Es zeigt sich ganz deutlich, dass die Ertragsseite durch die Transaktionsvolumina am Point of Sale und am ATM gesteuert wird; die Erträge aus Interchange oder Breakage sind nicht groß genug. In anderen Worten heißt dies, dass nur ein regelmäßiges Transaktionsvolumen das Pre-paid-Produkt profitabel machen kann. Die Prepaid-Zahlungsfunktion allein reicht dazu meist nicht aus. Es wird wichtig sein, einen wirklichen Zusatznutzen für den Kunden zu definieren und dies ist in vielen Fällen noch der Schwachpunkt. Eine gute Segmentierung des Kundenportfolios kann hier jedoch weiterhelfen.
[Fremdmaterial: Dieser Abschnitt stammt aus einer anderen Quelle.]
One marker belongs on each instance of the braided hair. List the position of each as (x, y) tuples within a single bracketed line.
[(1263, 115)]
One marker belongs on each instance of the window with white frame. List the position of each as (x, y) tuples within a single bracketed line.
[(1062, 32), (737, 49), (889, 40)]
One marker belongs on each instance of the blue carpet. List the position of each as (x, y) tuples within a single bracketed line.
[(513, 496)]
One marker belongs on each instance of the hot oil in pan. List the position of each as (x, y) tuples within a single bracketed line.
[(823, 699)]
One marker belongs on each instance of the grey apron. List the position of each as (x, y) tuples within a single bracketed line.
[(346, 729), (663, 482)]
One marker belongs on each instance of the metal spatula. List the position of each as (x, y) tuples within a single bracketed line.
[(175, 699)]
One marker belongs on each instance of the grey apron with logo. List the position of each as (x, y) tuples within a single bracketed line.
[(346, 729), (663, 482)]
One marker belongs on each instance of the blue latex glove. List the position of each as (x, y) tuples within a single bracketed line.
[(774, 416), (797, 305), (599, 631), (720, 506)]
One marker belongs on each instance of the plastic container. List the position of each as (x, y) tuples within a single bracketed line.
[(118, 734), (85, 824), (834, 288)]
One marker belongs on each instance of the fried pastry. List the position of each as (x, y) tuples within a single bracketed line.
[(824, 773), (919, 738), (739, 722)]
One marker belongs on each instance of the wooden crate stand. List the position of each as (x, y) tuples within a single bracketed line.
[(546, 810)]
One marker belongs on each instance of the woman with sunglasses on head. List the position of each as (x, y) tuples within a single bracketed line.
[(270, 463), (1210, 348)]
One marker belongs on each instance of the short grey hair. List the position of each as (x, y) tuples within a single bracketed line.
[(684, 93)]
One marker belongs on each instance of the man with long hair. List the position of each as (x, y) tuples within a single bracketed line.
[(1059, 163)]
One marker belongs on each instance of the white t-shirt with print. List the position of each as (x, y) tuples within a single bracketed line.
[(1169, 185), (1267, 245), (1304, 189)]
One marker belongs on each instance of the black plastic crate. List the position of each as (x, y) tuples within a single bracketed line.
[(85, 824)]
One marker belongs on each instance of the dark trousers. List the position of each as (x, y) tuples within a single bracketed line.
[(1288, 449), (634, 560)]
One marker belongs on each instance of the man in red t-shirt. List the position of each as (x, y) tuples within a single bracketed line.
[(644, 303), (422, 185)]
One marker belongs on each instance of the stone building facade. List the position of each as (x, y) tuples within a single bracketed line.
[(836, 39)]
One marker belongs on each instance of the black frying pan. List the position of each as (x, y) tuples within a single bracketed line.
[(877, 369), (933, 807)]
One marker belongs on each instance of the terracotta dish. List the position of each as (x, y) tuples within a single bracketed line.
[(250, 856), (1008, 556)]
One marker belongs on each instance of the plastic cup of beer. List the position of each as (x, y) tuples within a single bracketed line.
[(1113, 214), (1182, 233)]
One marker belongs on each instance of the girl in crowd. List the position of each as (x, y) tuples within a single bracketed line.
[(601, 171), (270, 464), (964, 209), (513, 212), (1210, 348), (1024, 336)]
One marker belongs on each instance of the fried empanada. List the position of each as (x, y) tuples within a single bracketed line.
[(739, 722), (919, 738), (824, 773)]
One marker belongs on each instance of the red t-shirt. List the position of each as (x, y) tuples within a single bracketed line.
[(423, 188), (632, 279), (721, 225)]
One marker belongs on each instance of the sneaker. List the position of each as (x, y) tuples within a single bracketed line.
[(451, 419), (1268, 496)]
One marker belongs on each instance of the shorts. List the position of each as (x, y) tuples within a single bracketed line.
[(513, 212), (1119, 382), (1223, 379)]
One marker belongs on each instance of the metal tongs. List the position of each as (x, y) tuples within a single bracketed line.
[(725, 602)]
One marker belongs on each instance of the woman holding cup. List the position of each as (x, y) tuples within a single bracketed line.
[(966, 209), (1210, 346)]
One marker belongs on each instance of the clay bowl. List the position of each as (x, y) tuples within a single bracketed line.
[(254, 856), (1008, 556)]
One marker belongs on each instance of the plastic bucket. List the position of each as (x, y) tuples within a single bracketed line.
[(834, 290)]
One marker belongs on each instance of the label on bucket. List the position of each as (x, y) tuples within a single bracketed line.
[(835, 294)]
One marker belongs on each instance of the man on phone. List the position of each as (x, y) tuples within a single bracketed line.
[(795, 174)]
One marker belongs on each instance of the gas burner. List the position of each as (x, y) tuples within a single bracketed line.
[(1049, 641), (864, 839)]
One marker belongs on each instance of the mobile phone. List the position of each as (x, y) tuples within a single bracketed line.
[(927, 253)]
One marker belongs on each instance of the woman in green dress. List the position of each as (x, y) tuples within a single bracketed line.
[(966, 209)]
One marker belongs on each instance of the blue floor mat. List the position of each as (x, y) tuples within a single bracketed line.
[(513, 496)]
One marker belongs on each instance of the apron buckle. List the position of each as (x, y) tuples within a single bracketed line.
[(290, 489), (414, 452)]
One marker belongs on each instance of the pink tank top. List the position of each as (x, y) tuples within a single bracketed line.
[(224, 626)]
Wie bereits oben erwähnt, gibt es das typische Prepaid-Produkt nicht. Es gibt viele unterschiedliche Einsatzmöglichkeiten von Prepaid und eine Prepaid-Produktdefinition lässt sich nur aus den Einsatzmöglichkeiten in verschiedenen Segmenten ableiten. Die folgende Liste zeigt nur drei Segmente auf, die einer Prepaid-Karte aufgeschlossen sein könnten:

Jugendliche, die gerne reisen, aber noch nicht im Besitz eine Debit- oder Kreditkarte sind,

Gastarbeiter, die regelmäßig Geld in ihr Heimatland transferieren wollen,

Kleine und mittelständische Unternehmen, die ihren Teilzeitkräften ein effizientes Medium für die Gehaltszahlung anbieten wollen.

Diese Liste kann fast unendlich erweitert werden. In allen Segmenten geht es aber darum, spezielle Kundenwünsche durch ein klar definiertes Prepaid-Angebot anzusprechen. Dies sollte zumindest auf kurzfristige Sicht die benötigten Transaktionsvolumen garantieren und damit die entsprechenden Erträge gewährleisten. Auf lange Sicht sollte es dann jedoch auch das Ziel sein, nicht transaktionsbezogene Erträge in verstärktem Maße zu erwirtschaften.

Uneinheitlichkeit der Regulierung verschreckt die Emittenten

Das zweite Problem liegt in den oft unklaren und inkonsistenten Regularien bezüglich Prepaid im europäischen Raum. Dies fängt bereits damit an, dass es unterschiedliche Auslegungen gibt, wie das Thema Guthaben-Karten grundsätzlich reguliert wird beziehungsweise ob Prepaid-Karten der europäischen E-Money-Direktive unterliegen. Hier gibt es von Land zu Land unterschiedliche rechtliche Auffassungen. Und die Probleme hören bei der Lizenzierung nicht auf.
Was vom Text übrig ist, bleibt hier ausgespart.